Choudhury was extremely charismatic and persuasive, and this contributed to his success according to principal Bikram teacher Emmy Cleaves. He also had a philosophy of making pupils work through pain, and a "highly entertaining in-class patter," being happy to tell pupils "I am a butcher and I try to kill you ... but don't worry, yoga is the best death." By 1984, classes were priced at $20 (about $50 in 2019 terms). That year, sports journalist Jack McCallum watched a class respond to Choudhury's verbal abuse "like eager cadets." Practice was so intense that it demanded "an entire identity" based on commitment to hard work, a regular yoga schedule, and verbal castigation. In short, "a complete religion of bodily purification" rewarded by "a feeling of pure energy." The franchise grew rapidly and spread to other countries. By 2006, there were 1,650 Bikram Yoga studios around the world, The franchise then declined somewhat, and by 2012, there were 330 studios in the United States and 600 worldwide. with studios in two countries in Africa, seven countries in the Americas (including in 39 US states), eleven countries in Asia and the Middle East, eighteen countries in Europe, and two in Australasia.

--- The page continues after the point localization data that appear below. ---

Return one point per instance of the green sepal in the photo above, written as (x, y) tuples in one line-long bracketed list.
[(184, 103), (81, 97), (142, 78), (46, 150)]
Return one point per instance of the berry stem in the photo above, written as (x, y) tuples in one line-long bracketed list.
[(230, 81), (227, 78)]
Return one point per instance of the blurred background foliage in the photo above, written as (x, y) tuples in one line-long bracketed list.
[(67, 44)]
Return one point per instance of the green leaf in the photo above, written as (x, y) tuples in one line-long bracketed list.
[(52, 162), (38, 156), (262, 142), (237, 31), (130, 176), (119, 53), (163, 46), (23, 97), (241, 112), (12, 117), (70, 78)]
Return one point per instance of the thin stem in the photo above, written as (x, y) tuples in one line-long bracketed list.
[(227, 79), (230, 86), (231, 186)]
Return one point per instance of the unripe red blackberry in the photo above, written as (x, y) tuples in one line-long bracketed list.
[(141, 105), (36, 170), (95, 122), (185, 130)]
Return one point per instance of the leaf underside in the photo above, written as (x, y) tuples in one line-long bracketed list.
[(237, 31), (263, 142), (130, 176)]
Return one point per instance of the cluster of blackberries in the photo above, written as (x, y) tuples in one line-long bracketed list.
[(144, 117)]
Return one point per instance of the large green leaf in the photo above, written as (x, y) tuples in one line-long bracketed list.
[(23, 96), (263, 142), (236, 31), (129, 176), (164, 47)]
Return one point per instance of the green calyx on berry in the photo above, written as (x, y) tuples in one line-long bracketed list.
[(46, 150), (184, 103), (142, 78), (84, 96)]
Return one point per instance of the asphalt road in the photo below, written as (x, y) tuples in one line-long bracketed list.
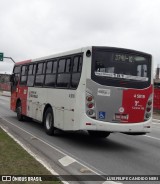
[(77, 153)]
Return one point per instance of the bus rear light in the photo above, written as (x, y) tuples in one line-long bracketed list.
[(149, 103), (90, 112), (89, 98), (148, 110), (88, 124), (90, 105), (148, 115)]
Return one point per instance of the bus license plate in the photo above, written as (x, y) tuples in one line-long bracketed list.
[(123, 117)]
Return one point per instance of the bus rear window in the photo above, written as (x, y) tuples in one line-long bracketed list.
[(114, 68)]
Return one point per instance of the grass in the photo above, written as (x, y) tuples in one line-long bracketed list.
[(14, 160)]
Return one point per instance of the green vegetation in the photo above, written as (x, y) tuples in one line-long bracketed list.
[(16, 161)]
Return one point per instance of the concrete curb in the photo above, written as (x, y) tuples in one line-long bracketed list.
[(156, 120), (6, 93)]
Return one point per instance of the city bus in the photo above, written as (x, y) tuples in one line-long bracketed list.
[(97, 89)]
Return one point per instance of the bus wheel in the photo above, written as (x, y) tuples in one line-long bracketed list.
[(49, 121), (19, 111), (98, 134)]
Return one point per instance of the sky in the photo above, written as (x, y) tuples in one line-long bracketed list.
[(35, 28)]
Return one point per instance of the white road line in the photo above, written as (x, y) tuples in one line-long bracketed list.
[(152, 137), (31, 153), (89, 168), (66, 161), (111, 182)]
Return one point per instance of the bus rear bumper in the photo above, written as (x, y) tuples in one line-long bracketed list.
[(132, 128)]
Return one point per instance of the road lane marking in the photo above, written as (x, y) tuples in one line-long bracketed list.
[(152, 137), (111, 182), (66, 161), (31, 153), (89, 167)]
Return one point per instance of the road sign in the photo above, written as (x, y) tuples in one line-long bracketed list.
[(1, 56)]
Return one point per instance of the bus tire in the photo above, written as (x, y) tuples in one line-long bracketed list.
[(49, 121), (98, 134), (19, 111)]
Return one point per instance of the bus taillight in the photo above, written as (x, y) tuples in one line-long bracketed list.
[(90, 105), (148, 109), (89, 98)]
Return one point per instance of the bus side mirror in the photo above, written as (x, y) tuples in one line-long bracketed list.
[(12, 78)]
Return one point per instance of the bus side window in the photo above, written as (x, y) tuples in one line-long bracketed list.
[(63, 77), (76, 74), (31, 74), (50, 78), (24, 73), (40, 73), (142, 70)]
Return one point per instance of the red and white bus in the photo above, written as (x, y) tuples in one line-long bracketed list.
[(98, 89)]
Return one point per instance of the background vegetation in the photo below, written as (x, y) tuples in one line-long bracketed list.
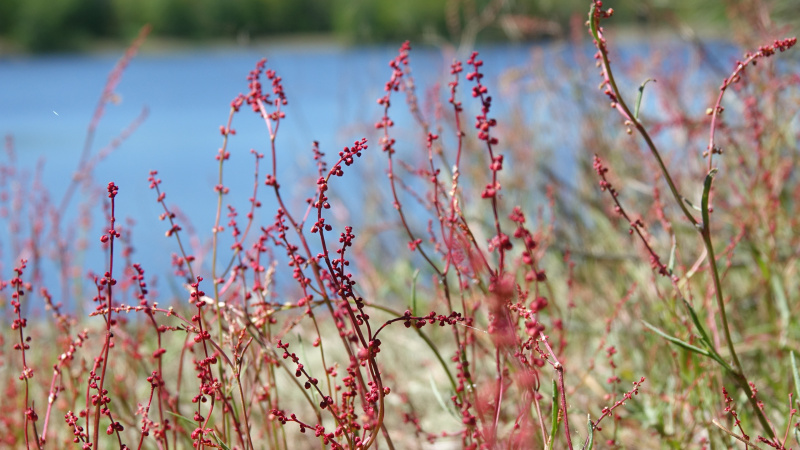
[(59, 25)]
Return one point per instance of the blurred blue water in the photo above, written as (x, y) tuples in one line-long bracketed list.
[(46, 104)]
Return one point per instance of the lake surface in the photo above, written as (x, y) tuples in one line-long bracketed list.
[(46, 104)]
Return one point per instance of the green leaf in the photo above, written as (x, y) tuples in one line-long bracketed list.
[(414, 292), (671, 263), (678, 342), (706, 191), (639, 98), (188, 420)]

==Adverse health effects==

A 2013 review of 76 yoga-related adverse events included 3 in Bikram Yoga. The three case reports consisted of one case of rosacea, one psychotic episode, and one of hyponatremia (low salt level).

== Copyright claims ==

Choudhury claimed, starting in 2011, that Bikram Yoga was under copyright and that it could not be taught or presented by anyone whom he had not authorized. In that year, Choudhury started a lawsuit against Yoga to the People, a competing yoga studio founded by a former student of Choudhury's and with a location near one of the Bikram Yoga studios in New York, and later started another against the Florida-based Evolation Yoga.

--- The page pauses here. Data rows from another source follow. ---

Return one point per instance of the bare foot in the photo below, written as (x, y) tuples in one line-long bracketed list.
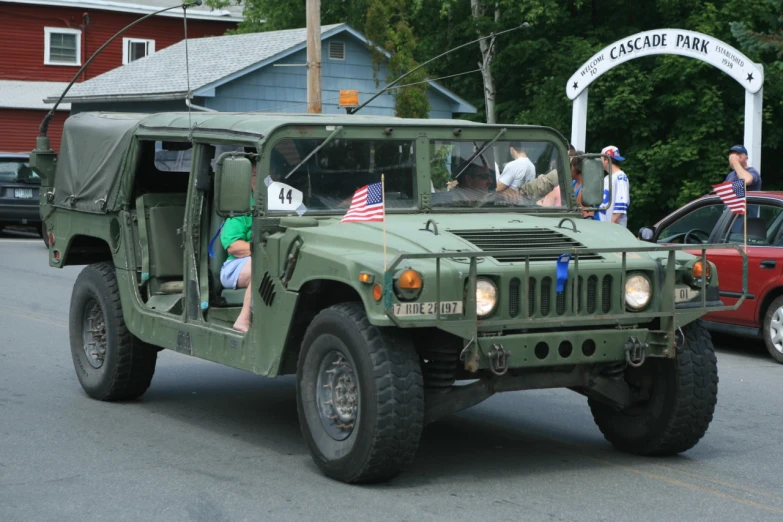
[(242, 324)]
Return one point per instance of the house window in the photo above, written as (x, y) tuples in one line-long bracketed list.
[(135, 48), (336, 51), (62, 46)]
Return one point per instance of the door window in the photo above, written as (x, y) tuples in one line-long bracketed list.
[(763, 227), (694, 227)]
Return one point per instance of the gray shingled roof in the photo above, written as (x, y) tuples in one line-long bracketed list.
[(161, 75)]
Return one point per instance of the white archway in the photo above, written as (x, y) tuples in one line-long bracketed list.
[(684, 43)]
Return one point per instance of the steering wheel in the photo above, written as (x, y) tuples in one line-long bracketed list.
[(705, 236)]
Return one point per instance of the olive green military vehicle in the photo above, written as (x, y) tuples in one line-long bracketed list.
[(460, 292)]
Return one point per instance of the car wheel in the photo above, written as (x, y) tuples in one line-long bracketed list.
[(773, 329), (681, 396), (360, 396), (110, 362)]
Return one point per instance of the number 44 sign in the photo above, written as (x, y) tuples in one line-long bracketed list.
[(284, 197)]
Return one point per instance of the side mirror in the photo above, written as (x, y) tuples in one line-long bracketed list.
[(232, 185), (646, 233), (592, 182)]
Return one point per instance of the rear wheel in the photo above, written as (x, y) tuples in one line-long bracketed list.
[(681, 396), (360, 396), (773, 329), (110, 362)]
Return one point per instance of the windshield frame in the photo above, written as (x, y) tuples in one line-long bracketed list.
[(422, 135)]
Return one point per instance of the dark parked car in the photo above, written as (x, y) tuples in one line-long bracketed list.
[(707, 220), (19, 192)]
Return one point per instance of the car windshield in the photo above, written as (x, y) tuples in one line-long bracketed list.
[(475, 173), (16, 170), (328, 179)]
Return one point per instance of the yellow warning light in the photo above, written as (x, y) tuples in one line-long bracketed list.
[(349, 98)]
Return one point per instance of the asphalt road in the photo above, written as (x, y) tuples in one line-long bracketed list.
[(209, 443)]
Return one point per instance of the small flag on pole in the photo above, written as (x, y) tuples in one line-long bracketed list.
[(367, 205), (733, 195)]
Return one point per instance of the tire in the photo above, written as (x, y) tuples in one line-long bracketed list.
[(773, 339), (125, 368), (681, 402), (377, 438)]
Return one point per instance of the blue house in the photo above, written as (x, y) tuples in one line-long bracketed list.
[(248, 73)]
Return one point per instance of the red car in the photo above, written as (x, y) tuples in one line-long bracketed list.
[(707, 220)]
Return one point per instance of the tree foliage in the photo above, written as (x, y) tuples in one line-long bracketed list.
[(674, 118)]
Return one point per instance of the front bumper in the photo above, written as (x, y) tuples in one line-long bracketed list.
[(617, 333)]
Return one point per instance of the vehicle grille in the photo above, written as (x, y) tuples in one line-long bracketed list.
[(496, 240), (581, 298)]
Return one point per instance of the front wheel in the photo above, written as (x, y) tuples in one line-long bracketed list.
[(110, 362), (773, 329), (360, 396), (681, 394)]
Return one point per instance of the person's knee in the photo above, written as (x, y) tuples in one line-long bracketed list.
[(244, 276)]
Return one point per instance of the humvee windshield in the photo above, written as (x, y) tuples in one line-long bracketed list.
[(329, 178), (465, 173)]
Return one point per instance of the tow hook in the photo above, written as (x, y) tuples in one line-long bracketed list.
[(635, 352), (498, 359)]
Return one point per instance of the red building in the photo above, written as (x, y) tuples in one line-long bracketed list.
[(45, 43)]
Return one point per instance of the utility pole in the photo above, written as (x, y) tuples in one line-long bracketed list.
[(314, 56)]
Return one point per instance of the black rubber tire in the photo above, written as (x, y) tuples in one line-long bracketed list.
[(680, 408), (390, 416), (129, 364), (771, 309)]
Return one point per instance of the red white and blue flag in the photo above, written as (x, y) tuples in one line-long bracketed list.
[(367, 205), (733, 195)]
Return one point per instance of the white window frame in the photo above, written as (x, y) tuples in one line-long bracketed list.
[(126, 41), (48, 31), (345, 51)]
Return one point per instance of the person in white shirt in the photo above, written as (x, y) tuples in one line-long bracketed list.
[(615, 209), (517, 172)]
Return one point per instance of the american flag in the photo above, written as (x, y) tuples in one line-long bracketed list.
[(367, 205), (733, 195)]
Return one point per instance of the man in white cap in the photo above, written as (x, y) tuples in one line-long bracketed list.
[(615, 209)]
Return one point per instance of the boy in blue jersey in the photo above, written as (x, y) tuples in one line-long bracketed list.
[(738, 160), (615, 210)]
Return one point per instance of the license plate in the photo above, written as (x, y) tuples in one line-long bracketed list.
[(446, 308), (683, 294)]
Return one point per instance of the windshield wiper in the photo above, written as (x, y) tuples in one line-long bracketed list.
[(319, 147), (481, 151)]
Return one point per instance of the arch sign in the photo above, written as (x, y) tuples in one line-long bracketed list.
[(672, 41)]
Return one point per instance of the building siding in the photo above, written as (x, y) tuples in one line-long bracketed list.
[(283, 88), (18, 129), (22, 38)]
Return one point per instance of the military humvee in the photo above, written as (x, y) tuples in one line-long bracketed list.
[(459, 293)]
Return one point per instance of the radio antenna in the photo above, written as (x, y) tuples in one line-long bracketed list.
[(45, 123), (493, 35)]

In the case Bikram's Yoga College of India v. Evolation Yoga, filed in 2011, Choudhury claimed exclusive copyright over his sequence of 26 yoga poses and two breathing exercises. The U.S. District Court initially ruled against Choudhury in December 2012, finding that the yoga sequence constituted "a collection of facts and ideas" not entitled to copyright protection.

When Choudhury appealed, the U.S. Court of Appeals for the Ninth Circuit unanimously affirmed the lower court's decision in October 2015. Writing for the court, Judge Kim McLane Wardlaw explained that "copyright protects only the expression of this idea — the words and pictures used to describe the Sequence — and not the idea of the Sequence itself." The appellate court found that Choudhury's yoga sequence constituted an uncopyrightable "system" or "method" designed to yield physical benefits, falling under copyright law's exclusion of ideas, processes, and systems from protection.

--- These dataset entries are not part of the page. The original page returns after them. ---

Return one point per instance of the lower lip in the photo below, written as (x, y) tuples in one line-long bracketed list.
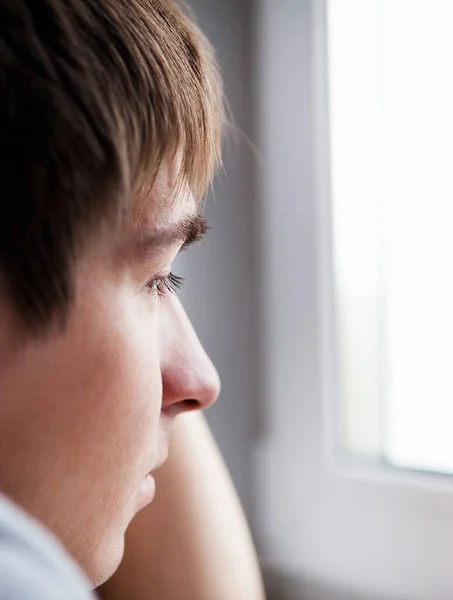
[(147, 491)]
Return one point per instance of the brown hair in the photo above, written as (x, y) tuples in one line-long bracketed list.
[(93, 95)]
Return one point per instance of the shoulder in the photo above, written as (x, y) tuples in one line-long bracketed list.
[(33, 565)]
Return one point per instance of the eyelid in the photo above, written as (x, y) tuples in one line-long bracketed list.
[(164, 285)]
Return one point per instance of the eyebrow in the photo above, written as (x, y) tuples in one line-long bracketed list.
[(189, 230)]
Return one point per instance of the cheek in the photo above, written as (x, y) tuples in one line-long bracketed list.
[(123, 382)]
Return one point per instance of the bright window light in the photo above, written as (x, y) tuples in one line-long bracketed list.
[(391, 141)]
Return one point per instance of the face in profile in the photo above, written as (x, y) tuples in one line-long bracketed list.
[(87, 414)]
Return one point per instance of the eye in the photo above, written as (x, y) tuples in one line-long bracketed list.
[(163, 286)]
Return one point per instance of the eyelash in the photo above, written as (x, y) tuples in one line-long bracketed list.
[(163, 286)]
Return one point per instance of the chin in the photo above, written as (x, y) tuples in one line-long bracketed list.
[(106, 562)]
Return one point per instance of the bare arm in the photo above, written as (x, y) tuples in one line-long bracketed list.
[(192, 542)]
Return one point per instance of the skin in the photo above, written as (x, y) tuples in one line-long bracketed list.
[(87, 414), (192, 542)]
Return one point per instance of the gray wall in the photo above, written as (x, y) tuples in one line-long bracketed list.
[(220, 294)]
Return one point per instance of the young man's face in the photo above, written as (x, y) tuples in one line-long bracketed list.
[(86, 415)]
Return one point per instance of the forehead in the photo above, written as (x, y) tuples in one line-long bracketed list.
[(164, 202)]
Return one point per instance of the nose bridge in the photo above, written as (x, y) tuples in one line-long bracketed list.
[(187, 371)]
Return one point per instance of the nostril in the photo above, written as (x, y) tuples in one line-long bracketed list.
[(191, 404)]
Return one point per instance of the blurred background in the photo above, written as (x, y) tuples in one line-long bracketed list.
[(324, 292)]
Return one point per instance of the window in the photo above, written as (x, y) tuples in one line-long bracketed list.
[(391, 140)]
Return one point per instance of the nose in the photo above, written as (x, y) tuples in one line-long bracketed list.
[(189, 379)]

As a result of these lawsuits, the United States Copyright Office issued a clarification that yoga postures (asanas) could not be copyrighted in the way claimed by Choudhury, and that other studios could continue to freely teach these exercises.

==Sexual abuse by Choudhury==

Choudhury has faced multiple lawsuits alleging sexual harassment, assault, racism and homophobia. In 2016 he fled to India, where he continued to teach yoga. His former lawyer, Minakshi Jafa-Bodden, took over the running of Bikram, Inc. in America, after she successfully sued Choudhury for $7M in damages and he fled the country to avoid payment.

The accusations against Choudhury were the subject of a 2019 Netflix true crime documentary, Bikram: Yogi, Guru, Predator. The documentary also gave an exploration of Choudhury's early life in India, mostly told by Choudhury himself, in juxtaposition with the allegations and testimonies of various women who claim to have been assaulted and bullied by him. They argue that Choudhury was a charismatic but abusive and rude narcissist who took pleasure in mocking the physical appearances of his students, while holding financial and emotional power over many of them. Bikram: Yogi, Guru, Predator has since been challenged by Choudhury's lawyer.